5 Principles of palliative care nursing
The meaning of palliative care
The World Health Organisation (WHO) defines palliative care as an approach that improves the quality of life of patients and their families facing the problems associated with life-threatening illness, through the prevention and relief of suffering by means of early identification and impeccable assessment and treatment of pain and other problems, physical, psychosocial and spiritual. Palliative care:
– provides relief from pain and other distressing symptoms
– affirms life and regards dying as a normal process
– intends neither to hasten nor postpone death
– integrates the psychological and spiritual aspects of patient care
– offers a support system to help patients live as actively as possible until death
– offers a support system to help the family cope during the patient’s illness and in their own bereavement
– uses a team approach to address the needs of patients and their families, including bereavement counselling if indicated
– will enhance quality of life, and may also positively influence the course of illness (WHO 2003).

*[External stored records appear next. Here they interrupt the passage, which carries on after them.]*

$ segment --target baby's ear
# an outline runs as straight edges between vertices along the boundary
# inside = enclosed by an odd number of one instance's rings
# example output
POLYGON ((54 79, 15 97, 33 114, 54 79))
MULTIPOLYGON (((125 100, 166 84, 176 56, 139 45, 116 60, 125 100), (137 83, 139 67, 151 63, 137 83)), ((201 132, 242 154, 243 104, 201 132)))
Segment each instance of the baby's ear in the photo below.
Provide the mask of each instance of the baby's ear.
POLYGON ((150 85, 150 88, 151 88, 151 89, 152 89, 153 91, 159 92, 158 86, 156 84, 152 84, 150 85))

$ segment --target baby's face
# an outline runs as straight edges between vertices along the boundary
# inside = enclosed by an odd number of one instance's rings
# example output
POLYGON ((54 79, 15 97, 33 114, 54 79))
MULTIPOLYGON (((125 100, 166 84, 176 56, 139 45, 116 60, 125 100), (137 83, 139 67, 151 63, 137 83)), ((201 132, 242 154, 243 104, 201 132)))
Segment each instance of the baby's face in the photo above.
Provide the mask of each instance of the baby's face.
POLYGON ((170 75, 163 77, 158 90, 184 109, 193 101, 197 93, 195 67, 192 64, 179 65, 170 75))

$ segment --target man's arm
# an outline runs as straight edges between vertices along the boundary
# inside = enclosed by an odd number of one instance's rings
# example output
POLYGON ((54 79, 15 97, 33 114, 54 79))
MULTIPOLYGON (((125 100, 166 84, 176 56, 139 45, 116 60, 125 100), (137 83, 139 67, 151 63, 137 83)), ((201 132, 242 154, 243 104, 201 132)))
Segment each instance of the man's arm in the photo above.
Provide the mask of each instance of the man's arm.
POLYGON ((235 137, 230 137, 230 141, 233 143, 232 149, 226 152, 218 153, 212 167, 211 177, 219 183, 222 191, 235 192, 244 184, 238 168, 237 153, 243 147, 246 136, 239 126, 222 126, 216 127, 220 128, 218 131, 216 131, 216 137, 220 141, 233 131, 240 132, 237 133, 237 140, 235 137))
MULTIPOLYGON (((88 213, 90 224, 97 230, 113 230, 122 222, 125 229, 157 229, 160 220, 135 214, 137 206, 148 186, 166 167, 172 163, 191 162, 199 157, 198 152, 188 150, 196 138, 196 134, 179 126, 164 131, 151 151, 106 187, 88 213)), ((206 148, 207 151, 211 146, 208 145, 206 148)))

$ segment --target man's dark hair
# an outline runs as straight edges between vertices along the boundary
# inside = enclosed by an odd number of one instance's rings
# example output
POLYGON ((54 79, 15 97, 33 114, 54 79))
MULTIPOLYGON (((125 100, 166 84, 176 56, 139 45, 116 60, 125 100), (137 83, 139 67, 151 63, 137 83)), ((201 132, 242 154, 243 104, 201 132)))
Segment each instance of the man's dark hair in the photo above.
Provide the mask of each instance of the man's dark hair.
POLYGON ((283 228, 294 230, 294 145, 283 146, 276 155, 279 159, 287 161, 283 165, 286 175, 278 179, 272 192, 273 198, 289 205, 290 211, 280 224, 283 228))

Provides relief from pain and other distressing symptoms
Often the focus of care can be on relieving a physical pain without considering wider issues for the patient. Dame Cicely Saunders, the doctor who opened St Christopher’s Hospice in London in 1967, introduced the concept of ‘total pain’ (Saunders 1964) which encompassed physical, emotional, social, spiritual and psychological aspects of life. The idea of total pain became central to the multidisplinary team (MDT) approach of the modern hospice movement during the 1970s and 1980s. This idea of total pain has grown to include the consideration of the ‘inner self’ which is known only to the patient. This inner self is the person’s own thoughts about what is happening in their lives and can have a positive or negative effect on their perception and experiences of pain.
We return to the concept of physical, emotional, social and psychological aspects of caring for a patient in Chapter 15 on managing symptoms.
Affirms life and regards dying as a normal process
How can dying be ‘normal’ when a person is young, in a lot of pain or just retired and looking forward to the years ahead? This is one of the main challenges facing those who care for a patient in the palliative care phase. What we must consider is that from the time a patient is recognised as being in the palliative stages of their illness, it is important to support them to get a degree of normality. Thinking of ways to keep things normal is a really helpful way to support a patient and their family and can be a good way of building relationships and helping manage symptoms.
Intends neither to hasten nor postpone death
As a member of the NMC register, it is essential to adhere to the law of the country you are working in (NMC 2008). In providing palliative care, it is important to balance managing distressing symptoms and ensuring our actions do not hasten the end of life. The terms ‘euthanasia’ and ‘assisted dying’ are often used in association with managing distressing symptoms and there is a lot of confusion about what actions we undertake and how these actions are not ‘ending life’ instead of managing symptoms and comfort.
Integrates the psychological and spiritual aspects of patient care
The word ‘spiritual’ comes from the Latin word ‘spiritus’ meaning breath, air, breathing. This idea of giving life underpins the definitions we have of spirituality and goes far beyond the following of a religion. Section 2 explores in detail different aspects of religious and cultural beliefs in order to help you understand how to meet patients’ (and families’) spiritual needs before, during and after death.
Understanding spirituality can help to care for a patient who might be experiencing distress. Psychological and spiritual care can be extended to a patient’s family, both before and after death. A new concept in recognising and addressing spiritual needs is the work on ‘Being’ (Sheard 2007):
In addition to the Being approach, consider the following definitions of spirituality:
‘… the inner thing that is central to the person’s being and what makes a person a unique individual …’ (Narayanasamy 2006:6)
‘… is my being, my inner person. It is who I am, unique and alive. It is expressed through my body, my thinking, my feelings, my judgements and my creativity. My spirituality motivates me to choose meaningful relationships …’ (Stoll 1989:6)
What does ‘spiritual’ mean to you? Complete the following statement:
Now make a list of how you can ‘be’. Consider how this might differ from ‘doing’.
We are now beginning to see the links between physical wellbeing and psychological and spiritual distress. We refer to this as ‘holistic care’ and it is a fundamental part of the definition and practice of palliative care. Being able to understand the holistic needs of a person helps to plan care and reduce distress and is a fundamental aspect of providing dignified and compassionate care (McSherry & Ross 2010). We explore psychological distress in more detail in Chapter 15 on managing symptoms.